Melanie hatte eine würzige Gemüse-Lasagne gekocht. Mama hatte
auch davon gegessen, war dann aber ins Bad gegangen und hatte sich zielgenau
übergeben. Das ging seit drei Wochen so. Mel war einmal dazugekommen
und hatte gesehen, wie ihre Mutter sich den Finger in den Rachen steckte.
Doktor Ritter, der Hausarzt, sagte: "Die gnädige Frau wird
gegen irgendwas protestieren, Mädchen. Schau, dass du rausbekommst,
was es ist. Dann hört das sofort auf. Glaub mir. Ich kenn sie."
Heute war im Bad viel daneben gegangen. Der Protest wurde offenbar schärfer
und stank zum Speien. Aber Mel hatte schon alles beseitigt und war anschließend
im Ohrensessel eingeschlafen. Als sie Philos rumoren hörte, hielt
sie noch den Ausdruck von der Ulmer Uni-Homepage in der Hand mit den
Zulassungsbedingungen.
Sie sprang auf und hatte Mühe, den großen Kerl von der Tür
wegzubringen. Er hatte ein paar Fransen vom Schlafzimmerteppich unter
der Türkante erwischt und ließ nicht locker, knurrte, bis
Mel die Tür aufmachte. Das Bett war leer, das Fenster offen. Mama
saß im Nachthemd auf dem Fensterbrett, die Beine hingen draußen.
In der linken Hand hielt sie einen Unterrock. Die Hand hing wie vergessen
in der Luft.
"Was machst du da, Mama? Wie bist du da raus gekommen? Gib mir
die Hand!"
"Ich? Hab ich vergessen. Wie kommt der Unterrock hierher? —
Kannst du nicht Ordnung halten, Kind?"
Mel sagte dazu nichts, das hatte keinen Sinn. Sie half Mutter wieder
ins Zimmer. Ein zerrissenes Nachthemd und ein angefressener Teppich
- mehr Schaden war nicht zu beklagen. Warum große Worte machen.
"Nimm deine Tabletten, Ma, bitte."
"Red nicht wie mit einer Debilen, ja! Ich bin immer noch deine
Mutter. Und wenn mein Fräulein Tochter gelegentlich mal die Fenster
putzen würde, könnte ihre Mutter sich in Ruhe hinlegen."
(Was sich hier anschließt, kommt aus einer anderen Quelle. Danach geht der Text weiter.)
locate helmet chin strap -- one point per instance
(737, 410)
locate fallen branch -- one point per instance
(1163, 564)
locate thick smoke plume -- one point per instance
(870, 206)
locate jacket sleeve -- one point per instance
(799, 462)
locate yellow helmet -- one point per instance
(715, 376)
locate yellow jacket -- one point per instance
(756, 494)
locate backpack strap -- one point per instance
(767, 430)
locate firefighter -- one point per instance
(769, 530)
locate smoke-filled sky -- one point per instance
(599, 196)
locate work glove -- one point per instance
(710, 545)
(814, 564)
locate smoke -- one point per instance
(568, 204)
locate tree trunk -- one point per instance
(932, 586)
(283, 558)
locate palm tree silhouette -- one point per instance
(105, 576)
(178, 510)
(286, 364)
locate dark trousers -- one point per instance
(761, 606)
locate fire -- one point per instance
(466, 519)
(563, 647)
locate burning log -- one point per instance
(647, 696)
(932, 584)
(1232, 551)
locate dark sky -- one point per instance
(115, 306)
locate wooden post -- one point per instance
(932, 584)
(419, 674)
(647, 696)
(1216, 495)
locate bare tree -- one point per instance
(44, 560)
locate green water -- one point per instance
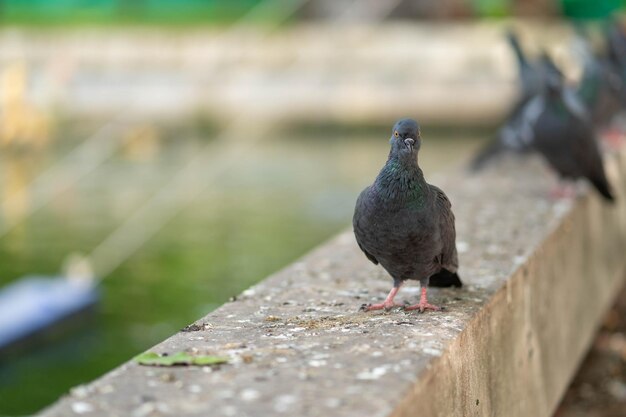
(271, 206)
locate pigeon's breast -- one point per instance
(406, 241)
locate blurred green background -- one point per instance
(292, 190)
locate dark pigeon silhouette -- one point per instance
(563, 132)
(406, 224)
(510, 135)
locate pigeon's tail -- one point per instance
(445, 278)
(487, 153)
(603, 187)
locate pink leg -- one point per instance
(423, 304)
(388, 303)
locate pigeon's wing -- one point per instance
(369, 255)
(449, 257)
(358, 213)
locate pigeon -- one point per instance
(508, 137)
(562, 131)
(405, 224)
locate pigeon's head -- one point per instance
(405, 137)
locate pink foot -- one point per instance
(422, 307)
(423, 304)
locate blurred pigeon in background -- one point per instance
(406, 224)
(563, 132)
(511, 134)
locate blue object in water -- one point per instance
(35, 303)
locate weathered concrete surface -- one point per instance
(539, 276)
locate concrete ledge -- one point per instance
(539, 277)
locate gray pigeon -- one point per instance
(509, 136)
(562, 131)
(406, 224)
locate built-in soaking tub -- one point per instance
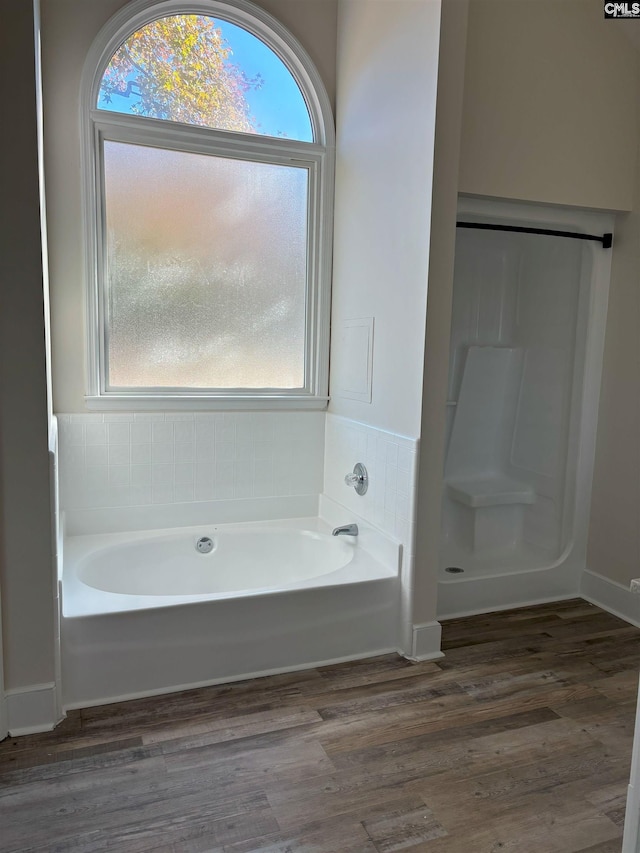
(152, 611)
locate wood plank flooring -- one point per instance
(519, 740)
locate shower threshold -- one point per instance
(524, 558)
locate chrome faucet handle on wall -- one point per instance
(359, 479)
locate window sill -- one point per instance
(148, 403)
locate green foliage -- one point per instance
(178, 69)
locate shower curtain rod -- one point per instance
(606, 239)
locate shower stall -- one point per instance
(527, 334)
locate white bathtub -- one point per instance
(145, 612)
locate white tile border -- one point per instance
(32, 709)
(611, 596)
(426, 642)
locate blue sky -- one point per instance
(278, 106)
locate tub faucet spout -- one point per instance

Sie nahm die Tabletten mit einem Schluck Wasser, das Mel bereitgestellt
hatte. "Aber das Fräulein Tochter ist ja wohl was Besseres
jetzt. Warte lieber ab, bevor du dich aufs hohe Ross setzt. Wer hoch
steigt, kann tief fallen."
"Was du immer redest. Was meinst du denn? Wieso drohst du mir?"
"Glaubst du, ich kann nicht lesen? Opa hat dich als Erbin eingesetzt.
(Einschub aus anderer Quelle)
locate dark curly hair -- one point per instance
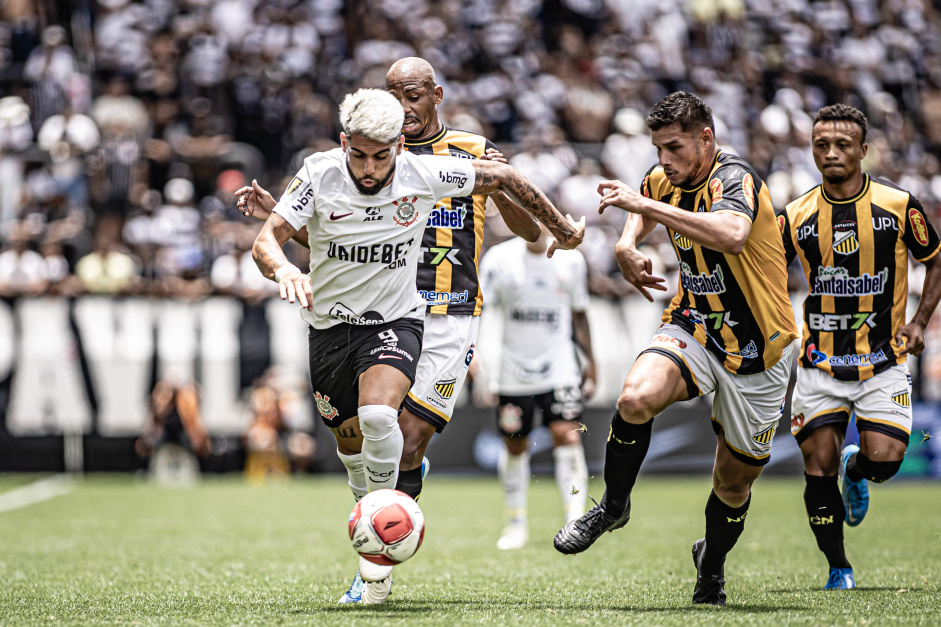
(682, 108)
(843, 113)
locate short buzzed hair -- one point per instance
(372, 113)
(843, 113)
(685, 109)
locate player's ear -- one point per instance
(706, 136)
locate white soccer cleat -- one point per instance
(515, 536)
(373, 572)
(376, 592)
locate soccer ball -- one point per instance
(387, 527)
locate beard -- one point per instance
(375, 189)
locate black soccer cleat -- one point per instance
(581, 533)
(710, 589)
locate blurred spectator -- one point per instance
(108, 268)
(22, 271)
(175, 434)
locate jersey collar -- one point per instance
(847, 201)
(430, 140)
(705, 180)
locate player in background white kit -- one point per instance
(364, 206)
(544, 304)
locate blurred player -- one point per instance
(729, 329)
(853, 234)
(365, 206)
(543, 302)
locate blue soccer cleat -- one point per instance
(355, 593)
(840, 579)
(855, 493)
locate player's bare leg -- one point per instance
(725, 520)
(416, 433)
(654, 383)
(381, 390)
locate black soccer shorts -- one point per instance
(340, 354)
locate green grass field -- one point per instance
(120, 551)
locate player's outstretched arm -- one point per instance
(724, 231)
(492, 177)
(517, 219)
(269, 257)
(912, 336)
(256, 202)
(635, 266)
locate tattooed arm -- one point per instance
(257, 202)
(516, 217)
(269, 257)
(492, 177)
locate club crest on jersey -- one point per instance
(764, 436)
(748, 188)
(919, 228)
(445, 387)
(328, 411)
(682, 241)
(405, 212)
(293, 185)
(715, 188)
(845, 242)
(902, 398)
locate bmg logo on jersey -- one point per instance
(458, 178)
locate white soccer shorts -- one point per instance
(881, 403)
(747, 407)
(447, 350)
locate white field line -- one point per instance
(37, 492)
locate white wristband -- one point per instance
(280, 272)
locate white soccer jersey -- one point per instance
(364, 249)
(537, 295)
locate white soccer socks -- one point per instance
(571, 475)
(382, 446)
(514, 476)
(354, 470)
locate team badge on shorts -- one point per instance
(764, 436)
(405, 211)
(445, 387)
(902, 398)
(511, 418)
(328, 411)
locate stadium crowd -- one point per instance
(126, 126)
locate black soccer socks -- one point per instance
(724, 525)
(624, 453)
(825, 512)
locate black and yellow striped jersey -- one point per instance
(855, 257)
(736, 306)
(447, 268)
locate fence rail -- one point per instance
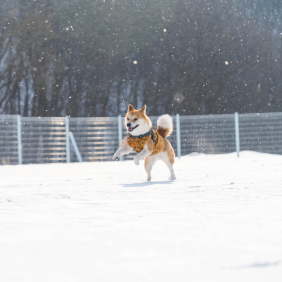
(25, 140)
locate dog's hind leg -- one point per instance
(149, 162)
(169, 160)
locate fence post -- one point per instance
(178, 136)
(120, 133)
(19, 137)
(237, 137)
(67, 139)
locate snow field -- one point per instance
(221, 220)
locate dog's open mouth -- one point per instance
(132, 128)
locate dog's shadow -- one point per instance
(147, 183)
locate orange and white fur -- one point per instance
(138, 123)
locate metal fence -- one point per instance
(46, 140)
Liest du deine Post nicht?" Damit nahm sie einen grauen Umschlag
von dem Telefontischchen. Der Brief ging an Melanie, der Umschlag war
grob aufgerissen worden. Mel sah ihre Mutter an und spürte eine
starke Spannung im Nacken, entlang den seitlichen Sehnen.
Sie sagte nichts und las ihren Brief. Ein Anwalt aus Gambach teilte
ihr mit, dass sie zum Kreis der Erben ihres Großvater gehörte,
der vor drei Wochen gestorben war. Sie könne sich am Donnerstag
in der Kanzlei einfinden; dort erführe sie dann Näheres.
"Der Brief ist an mich gerichtet, Mama."
Mutter war sich keiner Schuld bewusst: "Immerhin ist Belema mein
Vater gewesen, da werd ich ja wohl das Recht haben zu erfahren, was
er im Schilde führt."
"Ma, du hast ihn schon vor zehn Jahren für tot erklärt,
weißt du das nicht mehr? Er durfte sich hier nicht mehr sehen
lassen. Sei also jetzt nicht albern. Ein Schloss an der Loire wird's
schon nicht sein. Du weißt doch, wie er gelebt hat. — Aber
ich freu mich trotzdem."
"Wer zuletzt lacht, lacht am besten. Reisende soll man nicht aufhalten.
— Wie kommt dieser Riesenköter ins Haus?"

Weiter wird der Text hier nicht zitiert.